Descriptive research methods mainly involve observing behavior. Recording behavior can be used alongside,, observing behavior. Four common descriptive research methods include:
- Case studies.
- Standardized tests.
Observations are conducted in the natural environment or in laboratories. The difference between the two modes of observations is manipulation. Often, observations occur within the laboratories and this may lead to manifestation of unnatural behaviors by subjects due to the awareness that they are being studied. This results in the achievement of ecological validity while employing the naturalistic observation methods as opposed to the laboratory observation (Jackson, 2009). Surveys entail administration of questionnaires that can be in the form of standardized test, as well as conducting interviews.
The questionnaires should be structured in a manner that makes them clear and easy to understand. This is very important in the case of self-reports or instances where questionnaires are mailed to targeted respondents. The tests are important when a research process requires the measurement of particular elements of a person’s psychology, for example, personality trait. The interviews are very common in instances of qualitative surveys (Culver, Gilbert & Trudel, 2003). The case study is a detailed account of an individual that helps understand a case, but one case cannot be generalized to other people.
Correlational research methods are the other types of scientific approaches used in psychology. These methods help to obtain a relationship between variables. These relationships help psychologists to make predictions, but not to highlight causative factors. Correlation coefficients are useful in indicating the strength of a relation between factors while the associated sign helps to understand the direction of the correlation. A positive sign indicates direct proportionality while a negative sign indicates inverse proportionality.

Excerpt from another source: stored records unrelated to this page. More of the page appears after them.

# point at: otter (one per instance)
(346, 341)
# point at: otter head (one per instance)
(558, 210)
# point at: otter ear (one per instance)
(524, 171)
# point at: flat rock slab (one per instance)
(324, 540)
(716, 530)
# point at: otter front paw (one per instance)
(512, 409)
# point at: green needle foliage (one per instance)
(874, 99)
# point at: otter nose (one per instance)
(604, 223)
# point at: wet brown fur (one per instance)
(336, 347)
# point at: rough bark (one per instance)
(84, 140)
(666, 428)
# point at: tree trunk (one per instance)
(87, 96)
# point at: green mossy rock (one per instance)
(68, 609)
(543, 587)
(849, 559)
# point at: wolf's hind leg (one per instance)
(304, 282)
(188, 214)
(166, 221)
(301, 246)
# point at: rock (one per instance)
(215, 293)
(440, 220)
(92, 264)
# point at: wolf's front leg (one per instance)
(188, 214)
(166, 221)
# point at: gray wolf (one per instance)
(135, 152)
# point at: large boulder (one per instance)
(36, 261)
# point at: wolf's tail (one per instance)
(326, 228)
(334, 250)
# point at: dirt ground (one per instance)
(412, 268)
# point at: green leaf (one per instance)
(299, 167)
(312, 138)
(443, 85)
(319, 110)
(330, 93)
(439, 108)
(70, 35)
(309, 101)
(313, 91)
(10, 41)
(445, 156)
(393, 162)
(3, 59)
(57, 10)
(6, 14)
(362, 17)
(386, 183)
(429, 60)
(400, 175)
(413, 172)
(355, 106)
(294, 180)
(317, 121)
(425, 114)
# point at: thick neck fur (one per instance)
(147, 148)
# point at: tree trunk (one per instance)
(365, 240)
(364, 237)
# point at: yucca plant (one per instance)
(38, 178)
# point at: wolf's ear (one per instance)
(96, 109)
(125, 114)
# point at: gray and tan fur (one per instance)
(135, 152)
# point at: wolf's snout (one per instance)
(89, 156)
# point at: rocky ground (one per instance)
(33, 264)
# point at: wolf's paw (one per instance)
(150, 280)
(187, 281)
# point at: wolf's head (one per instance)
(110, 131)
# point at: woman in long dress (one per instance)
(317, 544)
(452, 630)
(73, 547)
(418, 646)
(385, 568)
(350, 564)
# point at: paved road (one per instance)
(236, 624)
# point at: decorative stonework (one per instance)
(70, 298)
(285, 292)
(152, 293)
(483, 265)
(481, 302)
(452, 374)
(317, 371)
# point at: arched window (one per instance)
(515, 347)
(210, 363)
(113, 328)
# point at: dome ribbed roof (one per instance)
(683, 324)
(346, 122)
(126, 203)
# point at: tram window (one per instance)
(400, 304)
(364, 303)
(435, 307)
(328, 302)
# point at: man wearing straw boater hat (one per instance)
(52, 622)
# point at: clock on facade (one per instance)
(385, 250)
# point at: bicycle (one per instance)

Unlike the correlational research methods, experimental research methods establish a causative pattern and helps to attribute certain behaviors and mental processes to certain causative factors. The use of experimental methods entails the manipulation of one variable to allow measurement of another variable deemed to be affected by the variable under manipulation. Experimental research methods are deemed to be the most valid and reliable due to the nature of processes involved. To begin with, the participants are randomly assigned to different groups, mainly an experimental group, and a control group. The existence of a control group is the other imperative characteristic of true experimental research methods, and it is this aspect that validates the cause-and-effect phenomenon (Breckler, 2004).
Culver, D., Gilbert, W., & Trudel, P. (2003). A decade of qualitative research in sport psychology journals: 1990-1999. The Sport Psychologist, 17, 1-15.
Jackson, S.L. (2009). Research Methods and Statistics: A Critical Thinking Approach 3rd edition. Belmont, CA: Wadsworth.
Breckler, S. (2004). Legitimate psychological science. American Psychological Association. Web.